First of all, we saw above that the principles of mutual information and maximum likelihood are essentially equivalent [26]. Second, as already discussed above, the infomax principle is equivalent to maximum likelihood estimation [23,123]. The nonlinear PCA criteria can be shown to be equivalent to maximum likelihood estimation as well [86]. On the other hand, it was discussed above how some of the cumulant-based contrasts can be considered as approximations of mutual information. Thus it can be seen that most of the multi-unit contrast functions are, if not strictly equivalent, at least very closely related.

However, an important reservation is necessary here: for these
equivalencies to be at all valid, the densities *f*_{i} used in the likelihood
must be a sufficiently good approximations of the true densities of
the independent components. At the minimum, we must have one bit of
information on each independent component: whether it is sub- or
super-Gaussian [28,26,73]. This information
must be either available a priori or estimated from the data, see
[28,26,96,124]. This situation is quite different
with most contrast functions based on
cumulants, and the general contrast functions in
Section 4.4.3, which estimate directly independent
components of almost any non-Gaussian distribution.

As for the one-unit contrast functions, we have a very similar situation. Negentropy can be approximated by cumulants, or the general contrast functions in Section 4.4.3, which shows that the considered contrast functions are very closely related.
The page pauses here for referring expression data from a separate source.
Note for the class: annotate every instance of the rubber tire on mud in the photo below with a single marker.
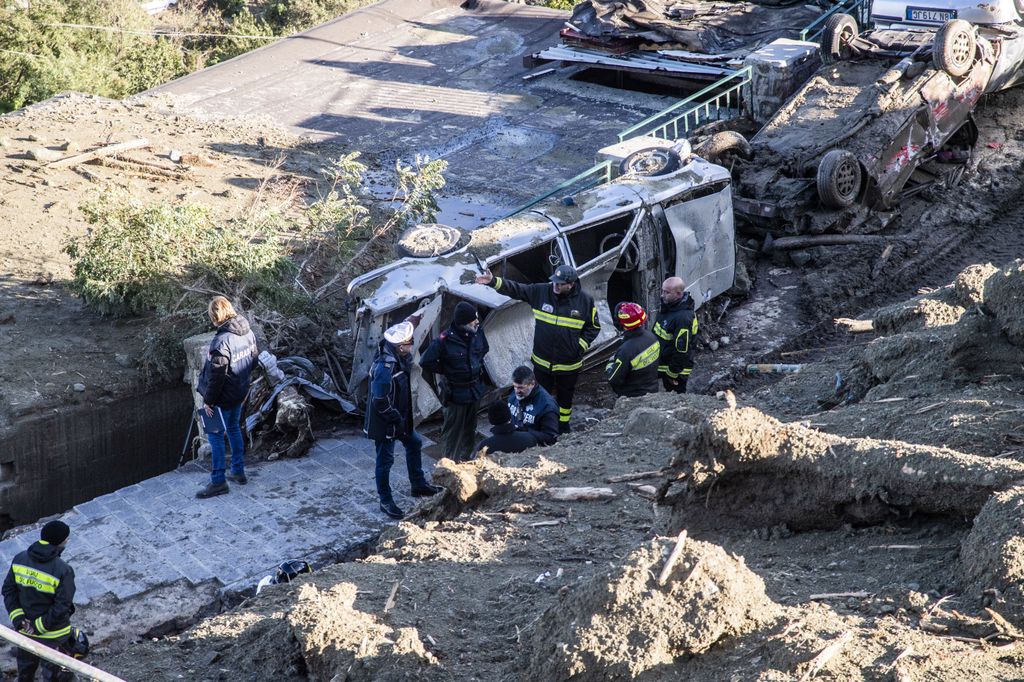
(839, 179)
(839, 31)
(953, 48)
(721, 143)
(650, 162)
(429, 240)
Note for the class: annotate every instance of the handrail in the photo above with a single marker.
(742, 75)
(602, 169)
(860, 7)
(54, 656)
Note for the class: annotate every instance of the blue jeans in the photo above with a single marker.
(225, 421)
(414, 462)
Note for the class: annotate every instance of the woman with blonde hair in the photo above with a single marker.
(224, 385)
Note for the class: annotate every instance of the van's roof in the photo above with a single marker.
(407, 280)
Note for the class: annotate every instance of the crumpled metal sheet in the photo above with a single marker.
(708, 28)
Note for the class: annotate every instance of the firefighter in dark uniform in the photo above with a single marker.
(566, 325)
(457, 358)
(676, 328)
(38, 594)
(633, 370)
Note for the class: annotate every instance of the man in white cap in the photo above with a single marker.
(389, 416)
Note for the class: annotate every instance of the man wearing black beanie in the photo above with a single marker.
(39, 593)
(456, 357)
(504, 436)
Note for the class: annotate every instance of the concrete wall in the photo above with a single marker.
(51, 462)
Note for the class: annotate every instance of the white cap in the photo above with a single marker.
(399, 333)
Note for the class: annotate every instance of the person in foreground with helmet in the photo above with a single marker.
(224, 385)
(38, 594)
(456, 357)
(565, 327)
(389, 416)
(633, 370)
(504, 436)
(534, 411)
(676, 328)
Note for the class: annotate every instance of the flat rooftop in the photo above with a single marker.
(432, 78)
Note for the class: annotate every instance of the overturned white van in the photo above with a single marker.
(666, 212)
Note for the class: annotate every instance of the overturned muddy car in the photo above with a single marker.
(889, 115)
(668, 213)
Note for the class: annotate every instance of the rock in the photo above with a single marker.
(43, 155)
(800, 258)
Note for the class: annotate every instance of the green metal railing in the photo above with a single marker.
(859, 9)
(725, 94)
(591, 177)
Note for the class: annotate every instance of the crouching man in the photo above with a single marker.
(389, 416)
(534, 411)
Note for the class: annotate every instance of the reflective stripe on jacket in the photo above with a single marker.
(565, 326)
(676, 328)
(633, 370)
(40, 587)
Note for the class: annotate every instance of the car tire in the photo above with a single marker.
(836, 36)
(650, 162)
(839, 179)
(715, 148)
(429, 240)
(954, 46)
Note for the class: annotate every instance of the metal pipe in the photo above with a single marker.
(54, 656)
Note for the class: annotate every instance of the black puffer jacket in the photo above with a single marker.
(633, 370)
(458, 355)
(389, 409)
(40, 587)
(224, 382)
(676, 329)
(565, 324)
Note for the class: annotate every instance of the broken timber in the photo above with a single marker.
(108, 151)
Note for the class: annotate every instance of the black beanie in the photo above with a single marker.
(54, 533)
(499, 414)
(465, 312)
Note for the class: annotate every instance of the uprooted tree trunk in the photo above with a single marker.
(747, 462)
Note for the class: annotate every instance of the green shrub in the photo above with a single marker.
(140, 258)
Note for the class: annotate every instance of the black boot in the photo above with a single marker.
(426, 491)
(391, 509)
(213, 489)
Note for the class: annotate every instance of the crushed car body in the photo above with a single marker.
(877, 123)
(624, 238)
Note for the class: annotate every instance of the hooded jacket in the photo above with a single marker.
(537, 415)
(633, 370)
(389, 409)
(224, 381)
(40, 587)
(565, 324)
(676, 328)
(458, 355)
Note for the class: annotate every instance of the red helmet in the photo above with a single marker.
(630, 315)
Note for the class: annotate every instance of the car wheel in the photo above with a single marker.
(429, 240)
(836, 36)
(953, 48)
(839, 178)
(715, 148)
(650, 163)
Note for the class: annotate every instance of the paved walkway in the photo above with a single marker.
(157, 531)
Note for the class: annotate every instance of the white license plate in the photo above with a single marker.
(930, 15)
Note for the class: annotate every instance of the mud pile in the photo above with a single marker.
(627, 622)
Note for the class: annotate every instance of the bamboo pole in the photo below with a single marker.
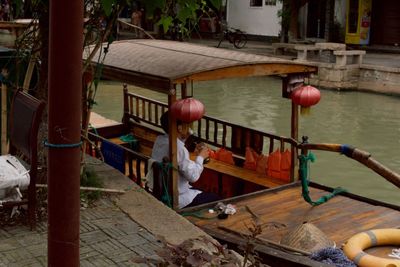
(88, 188)
(359, 155)
(3, 119)
(266, 241)
(29, 71)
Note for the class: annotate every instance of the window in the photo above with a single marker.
(270, 2)
(256, 3)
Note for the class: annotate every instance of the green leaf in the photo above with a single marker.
(151, 6)
(107, 6)
(216, 3)
(184, 13)
(166, 22)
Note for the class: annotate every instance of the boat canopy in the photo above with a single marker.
(161, 64)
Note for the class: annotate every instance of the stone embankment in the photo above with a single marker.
(339, 68)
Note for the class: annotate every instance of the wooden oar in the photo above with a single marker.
(359, 155)
(269, 242)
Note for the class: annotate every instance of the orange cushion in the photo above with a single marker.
(262, 164)
(225, 156)
(250, 159)
(274, 164)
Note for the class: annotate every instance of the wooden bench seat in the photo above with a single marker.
(354, 56)
(252, 176)
(242, 173)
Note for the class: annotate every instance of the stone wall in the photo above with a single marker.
(379, 79)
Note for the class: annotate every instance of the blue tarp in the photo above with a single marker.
(113, 155)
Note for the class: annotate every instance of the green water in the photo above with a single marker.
(369, 122)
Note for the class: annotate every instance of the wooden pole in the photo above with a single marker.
(173, 148)
(29, 71)
(4, 148)
(64, 131)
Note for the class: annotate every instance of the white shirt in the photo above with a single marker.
(189, 170)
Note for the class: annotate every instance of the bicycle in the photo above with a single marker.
(235, 36)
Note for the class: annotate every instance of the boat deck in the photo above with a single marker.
(340, 218)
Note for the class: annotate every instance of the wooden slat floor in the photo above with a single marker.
(339, 218)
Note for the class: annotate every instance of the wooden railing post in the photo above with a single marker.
(126, 106)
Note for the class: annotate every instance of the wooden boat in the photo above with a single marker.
(172, 67)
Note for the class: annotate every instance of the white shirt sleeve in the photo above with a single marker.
(189, 169)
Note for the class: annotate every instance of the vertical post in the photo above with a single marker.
(126, 105)
(3, 119)
(184, 89)
(294, 133)
(173, 147)
(64, 130)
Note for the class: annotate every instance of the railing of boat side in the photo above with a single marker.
(215, 132)
(137, 162)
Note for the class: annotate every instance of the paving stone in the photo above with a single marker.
(107, 246)
(86, 263)
(108, 237)
(37, 250)
(132, 240)
(9, 244)
(113, 232)
(4, 234)
(87, 252)
(31, 239)
(29, 262)
(16, 255)
(93, 237)
(149, 237)
(86, 226)
(101, 261)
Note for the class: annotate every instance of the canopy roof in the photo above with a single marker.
(158, 64)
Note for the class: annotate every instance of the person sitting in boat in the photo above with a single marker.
(189, 170)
In fact, looking at the formulas for likelihood and mutual information in
(13) and (16), one sees that they can be considered as
sums of one-unit contrast functions plus a penalizing term that
prevents the vectors
from converging to the same directions.
This could be called a 'soft' form of decorrelation.
Thus we see that almost all the contrast functions could be described
by the single intuitive principle:
*Find the most nongaussian projections, and use some (soft)
decorrelation* to make sure that different independent components are found.
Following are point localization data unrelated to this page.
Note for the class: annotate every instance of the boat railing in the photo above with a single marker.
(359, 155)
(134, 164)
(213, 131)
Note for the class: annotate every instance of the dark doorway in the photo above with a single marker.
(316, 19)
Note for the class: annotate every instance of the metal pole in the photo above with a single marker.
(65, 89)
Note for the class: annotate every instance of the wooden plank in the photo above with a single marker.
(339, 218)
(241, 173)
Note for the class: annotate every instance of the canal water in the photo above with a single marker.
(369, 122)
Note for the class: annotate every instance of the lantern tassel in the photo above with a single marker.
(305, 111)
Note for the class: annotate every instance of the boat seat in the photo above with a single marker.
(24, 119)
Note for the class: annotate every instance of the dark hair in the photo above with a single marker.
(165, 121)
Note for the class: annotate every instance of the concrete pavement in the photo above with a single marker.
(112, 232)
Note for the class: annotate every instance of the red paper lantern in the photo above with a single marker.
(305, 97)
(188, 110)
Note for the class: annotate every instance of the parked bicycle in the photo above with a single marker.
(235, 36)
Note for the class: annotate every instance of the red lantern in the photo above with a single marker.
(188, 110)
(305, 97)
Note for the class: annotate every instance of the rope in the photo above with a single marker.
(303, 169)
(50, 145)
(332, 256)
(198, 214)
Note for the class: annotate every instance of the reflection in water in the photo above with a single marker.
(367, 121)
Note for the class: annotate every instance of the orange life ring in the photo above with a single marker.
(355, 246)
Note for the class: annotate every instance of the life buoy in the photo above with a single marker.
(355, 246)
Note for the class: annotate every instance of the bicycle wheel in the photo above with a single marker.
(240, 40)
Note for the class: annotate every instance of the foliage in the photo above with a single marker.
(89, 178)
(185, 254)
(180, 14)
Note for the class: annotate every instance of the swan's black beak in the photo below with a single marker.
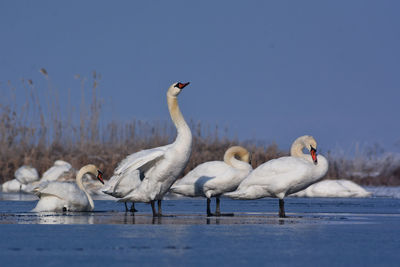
(182, 85)
(100, 176)
(313, 153)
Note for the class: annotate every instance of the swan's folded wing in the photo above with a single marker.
(278, 174)
(140, 160)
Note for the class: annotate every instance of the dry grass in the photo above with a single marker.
(37, 133)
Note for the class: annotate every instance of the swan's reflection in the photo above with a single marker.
(65, 218)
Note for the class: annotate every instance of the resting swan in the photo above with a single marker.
(145, 176)
(284, 176)
(213, 178)
(64, 196)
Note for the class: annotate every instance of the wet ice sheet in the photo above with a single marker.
(318, 232)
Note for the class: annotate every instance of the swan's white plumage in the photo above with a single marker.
(212, 178)
(26, 174)
(127, 176)
(53, 173)
(160, 168)
(12, 186)
(59, 196)
(283, 176)
(333, 188)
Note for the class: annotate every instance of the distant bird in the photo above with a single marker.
(65, 196)
(147, 175)
(284, 176)
(213, 178)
So, the choice of contrast function is essentially reduced the
simple *choice between estimating all the independent components in
parallel, or just estimating a few of them (possibly one-by-one)*.
This corresponds approximately to the choosing between symmetric and
hierachical decorrelation, which is a choice familiar in PCA learning
[114,111].

One must also make the less important choice between cumulant-based and robust contrast functions (i.e. those based on nonquadratic functions as in (29)), but it seems that the robust contrast functions are to be preferred in most applications.